By HELENA WU, columnist
It’s a cycle as predictable as clockwork. You wake up in the morning, groggy and disoriented. The alarm vibrates near you in an aggravated, staccato drone. But through the haze, one primitive, inexorable impulse beckons persistently: go look in the mirror—now. Every day you automatically obey the command, and you have done so for so long that the mirror check ritual is almost perfunctory. It doesn’t end there, though, not by a long shot. Throughout the day, you most likely will continue to monitor your appearance via any reflective surface you can find. Bathroom mirrors, iPhone cameras, and scientific calculators all become devices to inflate your vanity.
Caring about how you look is completely normal, a habit that is ingrained into our psyche by our culture, in a world of first impressions and flashing glances. After all, it just wouldn’t do to be unkempt; you wouldn’t want people to believe that your personality might be just as unattractive. As with everything else, though, there is an almost indistinctive border between what is worthwhile and what is excessive. If you find yourself longing for a mirror in the middle of class, that might be a sign that your self-worth relies on your physical appearance a little too much. There is a difference between using the mirror and letting it use you. It is incredibly easy to fall into the latter’s trap.
Whenever we consider an item a necessity or repeat a behavior religiously, there is an opportunity to learn about ourselves from examining our actions. What are our internal and external motivations? How are we engaging in the activity, and what benefit are we deriving? Unless you’re spiffing up for a college interview or an event that is equally as momentous, excessively preening in the mirror soon becomes nonproductive. No matter what, a mirror is an external object with no inherent value other than what you see in it. Invest too much in a piece of glass and it becomes a crutch.
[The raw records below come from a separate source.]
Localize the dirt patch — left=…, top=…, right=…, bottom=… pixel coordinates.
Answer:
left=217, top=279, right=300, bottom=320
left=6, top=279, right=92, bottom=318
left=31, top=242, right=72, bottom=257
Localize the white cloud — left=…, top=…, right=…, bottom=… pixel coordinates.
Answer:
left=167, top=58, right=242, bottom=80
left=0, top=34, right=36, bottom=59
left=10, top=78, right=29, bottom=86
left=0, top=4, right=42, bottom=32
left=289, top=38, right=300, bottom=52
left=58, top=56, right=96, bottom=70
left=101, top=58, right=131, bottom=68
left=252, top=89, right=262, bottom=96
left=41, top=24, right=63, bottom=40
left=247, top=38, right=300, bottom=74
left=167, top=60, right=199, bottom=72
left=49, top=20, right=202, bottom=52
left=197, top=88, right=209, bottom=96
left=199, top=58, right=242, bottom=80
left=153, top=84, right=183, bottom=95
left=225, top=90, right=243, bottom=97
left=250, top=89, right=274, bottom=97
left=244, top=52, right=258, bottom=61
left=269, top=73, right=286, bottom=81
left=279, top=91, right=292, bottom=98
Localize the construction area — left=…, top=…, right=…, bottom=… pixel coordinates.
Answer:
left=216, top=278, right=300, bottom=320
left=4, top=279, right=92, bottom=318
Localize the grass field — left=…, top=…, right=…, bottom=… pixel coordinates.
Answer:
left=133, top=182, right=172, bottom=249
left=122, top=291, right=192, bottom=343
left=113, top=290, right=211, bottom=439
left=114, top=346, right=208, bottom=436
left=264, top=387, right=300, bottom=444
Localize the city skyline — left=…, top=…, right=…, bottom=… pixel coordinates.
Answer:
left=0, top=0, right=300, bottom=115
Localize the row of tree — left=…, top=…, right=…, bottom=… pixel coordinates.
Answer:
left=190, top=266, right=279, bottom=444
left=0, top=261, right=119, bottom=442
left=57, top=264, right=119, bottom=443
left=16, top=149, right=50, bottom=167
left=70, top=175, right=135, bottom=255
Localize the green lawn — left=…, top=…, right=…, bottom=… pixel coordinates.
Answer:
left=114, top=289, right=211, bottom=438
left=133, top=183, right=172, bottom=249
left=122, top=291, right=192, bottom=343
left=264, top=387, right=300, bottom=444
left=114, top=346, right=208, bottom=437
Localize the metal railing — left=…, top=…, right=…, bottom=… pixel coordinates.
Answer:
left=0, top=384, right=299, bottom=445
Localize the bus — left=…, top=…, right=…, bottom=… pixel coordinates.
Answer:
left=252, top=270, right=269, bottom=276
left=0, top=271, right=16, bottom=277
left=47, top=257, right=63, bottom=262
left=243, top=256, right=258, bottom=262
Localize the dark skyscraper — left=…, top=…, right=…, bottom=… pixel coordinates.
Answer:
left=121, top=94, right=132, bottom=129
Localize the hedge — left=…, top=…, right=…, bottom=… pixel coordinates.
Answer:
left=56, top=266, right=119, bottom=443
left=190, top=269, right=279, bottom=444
There is an easy way to prove how much the mirror matters to you: go without it, for as many days as you can manage. At the end of the first day, you may find yourself instinctively walking into the bathroom, not because nature is calling, but because the mirror is. Even forgoing your cell phone might not be as difficult a task, especially if you use your cell phone camera mainly to check your hair. If you balk at this idea at first glance, it is proof that such an experiment is all the more worth it. We only truly comprehend the importance something holds when it is taken away from us. Chances are that the absence will feel unbearable at first, but you will soon find new perspectives to reward your endurance. There is more room for risk-taking and independence—and yes, even happiness—when grooming yourself is not a priority. There is freedom when you stop holding yourself to such a high, sometimes stress-inducing standard over something ephemeral like appearance—but it is a freedom that not many are willing to explore, whether out of fear or stubbornness.
Can you last one or two days without looking at yourself in a mirror, cell phone camera, or car window? How about five, ten, or eleven? Your self-care doesn’t have to stop; you could primp and prep through your usual routine, but without feedback. This way, there is no affirmation for external attributes; but maybe that’s for the better. Perhaps needing validation for outside appearance is simply a sign that there’s no acceptance of what’s inside.